Does that mean that employers must similarly back off of enforcement of their own substance abuse policies? In a word, maybe.

Whether your business is operating in a state that has legalized the use of marijuana or not, you should be prepared to address the unique employment questions associated with both its medicinal and recreational use. You also should be prepared to evaluate both state and federal law as you revise drug testing and discrimination policies. As the employment laws and regulations evolve, the answers to these questions likely will change.

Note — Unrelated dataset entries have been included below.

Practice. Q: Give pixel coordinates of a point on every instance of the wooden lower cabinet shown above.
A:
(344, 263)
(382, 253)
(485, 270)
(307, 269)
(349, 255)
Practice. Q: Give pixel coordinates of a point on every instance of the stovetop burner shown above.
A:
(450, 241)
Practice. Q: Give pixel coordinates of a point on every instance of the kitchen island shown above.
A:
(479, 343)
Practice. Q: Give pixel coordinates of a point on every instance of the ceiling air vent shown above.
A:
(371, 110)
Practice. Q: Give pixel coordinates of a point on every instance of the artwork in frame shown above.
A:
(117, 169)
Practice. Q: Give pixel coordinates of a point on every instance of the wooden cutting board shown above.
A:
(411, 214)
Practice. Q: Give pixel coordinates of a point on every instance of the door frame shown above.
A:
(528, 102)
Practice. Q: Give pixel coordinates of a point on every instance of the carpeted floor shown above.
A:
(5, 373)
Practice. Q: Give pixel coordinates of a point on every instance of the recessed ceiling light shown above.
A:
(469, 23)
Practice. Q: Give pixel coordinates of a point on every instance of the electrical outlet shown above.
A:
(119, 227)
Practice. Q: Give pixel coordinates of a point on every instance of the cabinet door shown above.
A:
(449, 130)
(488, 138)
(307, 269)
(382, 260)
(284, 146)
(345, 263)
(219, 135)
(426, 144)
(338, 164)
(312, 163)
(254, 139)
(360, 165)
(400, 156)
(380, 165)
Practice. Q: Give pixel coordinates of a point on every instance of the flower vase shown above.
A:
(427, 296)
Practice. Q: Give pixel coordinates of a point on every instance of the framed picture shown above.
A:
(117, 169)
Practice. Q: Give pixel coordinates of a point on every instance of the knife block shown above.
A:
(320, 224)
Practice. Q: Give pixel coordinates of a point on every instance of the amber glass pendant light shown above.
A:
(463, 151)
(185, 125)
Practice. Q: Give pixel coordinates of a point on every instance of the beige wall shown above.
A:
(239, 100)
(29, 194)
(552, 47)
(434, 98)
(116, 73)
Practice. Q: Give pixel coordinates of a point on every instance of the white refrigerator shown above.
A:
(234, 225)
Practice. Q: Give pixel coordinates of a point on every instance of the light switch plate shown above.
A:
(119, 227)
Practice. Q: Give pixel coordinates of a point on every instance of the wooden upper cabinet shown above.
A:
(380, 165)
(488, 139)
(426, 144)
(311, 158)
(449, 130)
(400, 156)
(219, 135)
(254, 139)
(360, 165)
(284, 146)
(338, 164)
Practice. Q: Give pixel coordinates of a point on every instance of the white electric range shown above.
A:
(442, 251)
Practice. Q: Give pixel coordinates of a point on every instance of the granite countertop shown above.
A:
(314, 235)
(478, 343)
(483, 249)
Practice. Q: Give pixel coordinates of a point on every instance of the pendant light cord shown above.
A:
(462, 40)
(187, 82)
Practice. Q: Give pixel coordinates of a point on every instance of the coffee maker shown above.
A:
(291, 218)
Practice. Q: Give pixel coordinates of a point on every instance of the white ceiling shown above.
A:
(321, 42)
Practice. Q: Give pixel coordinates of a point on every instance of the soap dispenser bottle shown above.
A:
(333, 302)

Must We Accommodate Medical Marijuana Use? While employees with disabilities may cite the Americans with Disabilities Act (ADA) and claim that their use of marijuana for medicinal purposes must be accommodated, the ADA's protections do not extend to the "illegal" use of drugs. At least for now, marijuana is still an illegal drug under the CSA. Courts that have addressed the issue generally have concluded that employers that refuse to accommodate medicinal use or terminate for positive test results have not violated the federal ADA. That said, state law must also be considered, which can be more complicated. Nevada law, for instance, places an affirmative obligation on an employer to make reasonable accommodations for medical marijuana use (except in cases where it would pose a threat of harm or an undue hardship). Other state statutes specifically prohibit discriminating against medical marijuana users in employment, even when employees test positive in a routine drug screening.  

What About Recreational Use?  Employees who test positive following that Colorado vacation likely will argue that their recreational use while on vacation was perfectly lawful. Can an employer terminate under these circumstances? Certainly. Will that termination withstand a union's challenge through the grievance procedure? Maybe not. For union-represented employees, a termination for off-duty conduct (especially where that off-duty conduct is legal) generally is upheld only where there is a clear nexus between that off-duty conduct and the job. Most state statutes legalizing recreational marijuana use, including Alaska's, confirm that an employer need not accommodate its use or possession. In a non-union setting, the termination may stand, and if there is no obligation to accommodate, the terminated employee's unemployment compensation benefits may also go . . . up in smoke.

Final Thoughts . . . Make the review of your company's discrimination and drug testing policies a priority for 2016. Review annually to ensure that you have considered both state and federal laws and regulations. Finally, ensure that employees are on notice of what may lead to discipline and termination, regardless of their vacation plans.